Police were called to this seniors home late one night in March of 2013. (Tony Smyth/CBC)

Using his cane once more, Brooks delivered at least seven distinct blows to Dickson's head causing "massive" injuries that led to the woman's death, the Crown has said. The force of the blows was strong enough to break off the top of Brooks' cane.

The trial heard that Brooks then tried to make his way to the room of another woman he had a rocky relationship with but was stopped by staff who, only after a violent struggle, were able to wrestle away his cane.

Brooks' lawyer had argued that his client believed residents at the Wexford were "conspiring against him" and consequently felt justified in his actions because of his delusional belief.

Defence argued staff mishandled events on night of attack

The defence lawyer also suggested staff at the nursing home completely mishandled the situation on the night of the attacks, calling them "incompetent and ill-equipped."

Brooks took the stand in his own defence and testified he believed the women he attacked were united in an alleged attempt to have him moved out of the facility.

Brooks testified that a spirit in a dream told him to "beat the crap" out of his two fellow residents, and insisted he didn't actually intend to harm anyone.

Toronto police taped off a door in The Wexford after the alleged murder and attempted murder. (Supplied)

Two forensic psychiatrists who testified at the trial found Brooks had dementia, though they disagreed on the level of the condition, with one saying it was mild and the other saying it was moderate.
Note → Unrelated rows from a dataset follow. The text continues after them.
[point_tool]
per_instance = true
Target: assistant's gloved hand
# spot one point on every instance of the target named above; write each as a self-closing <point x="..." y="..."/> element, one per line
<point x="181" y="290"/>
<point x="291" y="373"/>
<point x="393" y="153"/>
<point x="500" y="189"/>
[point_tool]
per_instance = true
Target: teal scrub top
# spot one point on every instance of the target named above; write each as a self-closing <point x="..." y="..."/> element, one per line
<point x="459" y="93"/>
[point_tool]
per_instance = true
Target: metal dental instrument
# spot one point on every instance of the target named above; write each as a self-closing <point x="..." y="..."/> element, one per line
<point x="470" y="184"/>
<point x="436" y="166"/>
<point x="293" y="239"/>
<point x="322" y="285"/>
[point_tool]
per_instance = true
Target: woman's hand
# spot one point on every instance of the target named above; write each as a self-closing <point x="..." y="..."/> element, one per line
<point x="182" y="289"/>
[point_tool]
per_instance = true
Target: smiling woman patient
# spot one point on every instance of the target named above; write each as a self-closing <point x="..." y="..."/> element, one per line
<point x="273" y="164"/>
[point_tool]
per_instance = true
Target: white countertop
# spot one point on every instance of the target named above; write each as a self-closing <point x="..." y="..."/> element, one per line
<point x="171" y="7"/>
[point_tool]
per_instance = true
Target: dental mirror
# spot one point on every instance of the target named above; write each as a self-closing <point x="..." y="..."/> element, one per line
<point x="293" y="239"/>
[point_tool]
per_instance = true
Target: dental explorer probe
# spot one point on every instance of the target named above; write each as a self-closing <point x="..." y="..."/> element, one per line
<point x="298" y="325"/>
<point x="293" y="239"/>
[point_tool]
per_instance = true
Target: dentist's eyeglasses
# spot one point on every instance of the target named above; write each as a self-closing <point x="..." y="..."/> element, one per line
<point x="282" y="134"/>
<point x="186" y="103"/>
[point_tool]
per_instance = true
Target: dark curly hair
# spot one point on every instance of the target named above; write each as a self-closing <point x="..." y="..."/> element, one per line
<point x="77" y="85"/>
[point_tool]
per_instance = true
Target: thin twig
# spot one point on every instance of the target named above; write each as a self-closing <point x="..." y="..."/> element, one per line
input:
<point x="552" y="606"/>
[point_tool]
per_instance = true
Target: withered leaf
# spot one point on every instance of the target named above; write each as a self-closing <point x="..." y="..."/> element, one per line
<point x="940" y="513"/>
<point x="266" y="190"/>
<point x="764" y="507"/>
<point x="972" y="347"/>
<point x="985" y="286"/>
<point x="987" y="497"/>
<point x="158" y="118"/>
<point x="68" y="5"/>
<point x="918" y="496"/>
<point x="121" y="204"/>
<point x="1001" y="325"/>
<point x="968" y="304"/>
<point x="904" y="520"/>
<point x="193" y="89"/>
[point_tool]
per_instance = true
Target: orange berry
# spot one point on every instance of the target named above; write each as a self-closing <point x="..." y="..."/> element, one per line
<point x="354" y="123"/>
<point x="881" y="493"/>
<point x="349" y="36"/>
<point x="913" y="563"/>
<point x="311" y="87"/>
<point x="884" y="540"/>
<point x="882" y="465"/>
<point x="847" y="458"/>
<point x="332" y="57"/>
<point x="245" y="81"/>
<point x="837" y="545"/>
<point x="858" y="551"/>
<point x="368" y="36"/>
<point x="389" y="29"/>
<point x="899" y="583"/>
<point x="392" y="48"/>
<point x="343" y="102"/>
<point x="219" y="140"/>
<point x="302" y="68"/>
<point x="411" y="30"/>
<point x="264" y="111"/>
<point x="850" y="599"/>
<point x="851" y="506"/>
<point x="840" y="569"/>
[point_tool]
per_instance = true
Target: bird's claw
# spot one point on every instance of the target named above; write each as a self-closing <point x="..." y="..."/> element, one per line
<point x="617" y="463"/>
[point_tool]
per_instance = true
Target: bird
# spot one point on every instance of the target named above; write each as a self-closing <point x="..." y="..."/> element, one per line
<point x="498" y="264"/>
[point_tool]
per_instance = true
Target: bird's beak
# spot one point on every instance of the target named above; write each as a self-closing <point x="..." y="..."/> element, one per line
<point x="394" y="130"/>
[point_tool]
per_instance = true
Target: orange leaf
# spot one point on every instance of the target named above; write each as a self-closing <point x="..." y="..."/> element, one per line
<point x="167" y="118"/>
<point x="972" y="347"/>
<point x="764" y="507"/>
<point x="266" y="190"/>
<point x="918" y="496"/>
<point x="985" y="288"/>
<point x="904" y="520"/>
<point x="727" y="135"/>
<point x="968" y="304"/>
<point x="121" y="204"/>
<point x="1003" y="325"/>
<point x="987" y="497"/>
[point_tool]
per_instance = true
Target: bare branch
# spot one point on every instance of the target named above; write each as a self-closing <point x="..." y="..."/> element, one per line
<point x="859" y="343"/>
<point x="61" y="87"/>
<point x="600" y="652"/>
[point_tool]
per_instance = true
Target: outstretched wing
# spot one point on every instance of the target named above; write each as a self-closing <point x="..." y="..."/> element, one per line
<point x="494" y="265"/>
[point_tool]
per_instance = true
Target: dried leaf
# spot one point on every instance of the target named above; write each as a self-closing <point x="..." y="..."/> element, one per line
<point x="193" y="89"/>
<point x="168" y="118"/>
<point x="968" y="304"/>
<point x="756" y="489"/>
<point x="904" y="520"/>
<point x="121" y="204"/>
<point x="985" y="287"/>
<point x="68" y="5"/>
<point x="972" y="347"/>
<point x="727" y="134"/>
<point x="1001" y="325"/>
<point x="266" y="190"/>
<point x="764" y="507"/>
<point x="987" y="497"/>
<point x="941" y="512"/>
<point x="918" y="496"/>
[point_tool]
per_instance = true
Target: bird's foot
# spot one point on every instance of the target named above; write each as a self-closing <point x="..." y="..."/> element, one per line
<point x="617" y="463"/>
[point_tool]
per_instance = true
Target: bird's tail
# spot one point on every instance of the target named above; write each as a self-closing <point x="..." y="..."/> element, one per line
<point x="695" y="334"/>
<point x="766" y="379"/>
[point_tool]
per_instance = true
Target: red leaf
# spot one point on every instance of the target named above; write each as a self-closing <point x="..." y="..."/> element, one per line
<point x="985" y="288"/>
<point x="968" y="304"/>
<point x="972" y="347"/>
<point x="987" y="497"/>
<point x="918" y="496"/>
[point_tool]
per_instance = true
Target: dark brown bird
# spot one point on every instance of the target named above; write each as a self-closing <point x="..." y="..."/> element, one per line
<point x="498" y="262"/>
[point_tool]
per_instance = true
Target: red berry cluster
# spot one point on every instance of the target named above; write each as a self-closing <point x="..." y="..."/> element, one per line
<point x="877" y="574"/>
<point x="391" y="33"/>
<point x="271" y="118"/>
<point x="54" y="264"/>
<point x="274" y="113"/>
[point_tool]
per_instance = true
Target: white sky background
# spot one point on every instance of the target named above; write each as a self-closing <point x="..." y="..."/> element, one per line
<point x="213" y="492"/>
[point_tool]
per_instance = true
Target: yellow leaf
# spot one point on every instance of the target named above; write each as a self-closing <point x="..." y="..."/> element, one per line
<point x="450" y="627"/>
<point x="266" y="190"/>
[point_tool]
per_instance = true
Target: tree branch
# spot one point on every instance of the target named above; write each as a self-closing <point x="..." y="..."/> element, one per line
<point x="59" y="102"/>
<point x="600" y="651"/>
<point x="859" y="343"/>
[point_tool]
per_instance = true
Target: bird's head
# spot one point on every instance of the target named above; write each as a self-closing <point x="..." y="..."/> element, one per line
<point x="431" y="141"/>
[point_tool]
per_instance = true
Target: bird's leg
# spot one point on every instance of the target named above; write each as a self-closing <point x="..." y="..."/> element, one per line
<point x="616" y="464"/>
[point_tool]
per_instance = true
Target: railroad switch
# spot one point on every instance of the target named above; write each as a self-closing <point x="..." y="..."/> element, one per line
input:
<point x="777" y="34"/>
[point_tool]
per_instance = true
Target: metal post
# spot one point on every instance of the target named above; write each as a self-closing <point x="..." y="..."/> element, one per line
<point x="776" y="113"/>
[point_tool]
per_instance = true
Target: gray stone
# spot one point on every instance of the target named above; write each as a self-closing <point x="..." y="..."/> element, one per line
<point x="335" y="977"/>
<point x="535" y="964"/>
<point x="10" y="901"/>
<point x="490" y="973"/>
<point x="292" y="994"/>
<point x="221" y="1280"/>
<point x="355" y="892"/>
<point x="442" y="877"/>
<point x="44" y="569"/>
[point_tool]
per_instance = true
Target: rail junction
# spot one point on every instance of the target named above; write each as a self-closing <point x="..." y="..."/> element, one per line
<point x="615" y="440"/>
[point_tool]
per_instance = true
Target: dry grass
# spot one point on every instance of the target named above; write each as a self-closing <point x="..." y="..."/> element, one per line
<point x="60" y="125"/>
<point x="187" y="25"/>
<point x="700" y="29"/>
Both psychiatrists also agreed Brooks has damage to the frontal lobe of his brain — which deals with impulse control, emotional regulation and perspective — appeared disinhibited, and did not appear to appreciate the seriousness of the proceedings against him.

Psychologists disagreed on effect of dementia

The psychiatrists disagreed, however, on the extent of the  dementia's effect on Brooks and his actions -- one found it was only probable that Brooks was acting on a delusion on the night of the attacks while the other said it was possible.

The trial also heard from a geriatric psychiatrist who assessed Brooks a year before the attacks and found the senior represented a "chronic risk" to the home's frail residents.

Dr. Stephen Barsky told the trial that he examined Brooks in April 2012 after receiving reports of three incidents of aggression by the man against other residents at the home and found the man somewhat irritable, sarcastic and not fully co-operative.

Barsky said he had concerns about Brooks' level of judgement and felt the senior would be better off in a psychiatric group home where there might not be other frail elderly people he could prey on.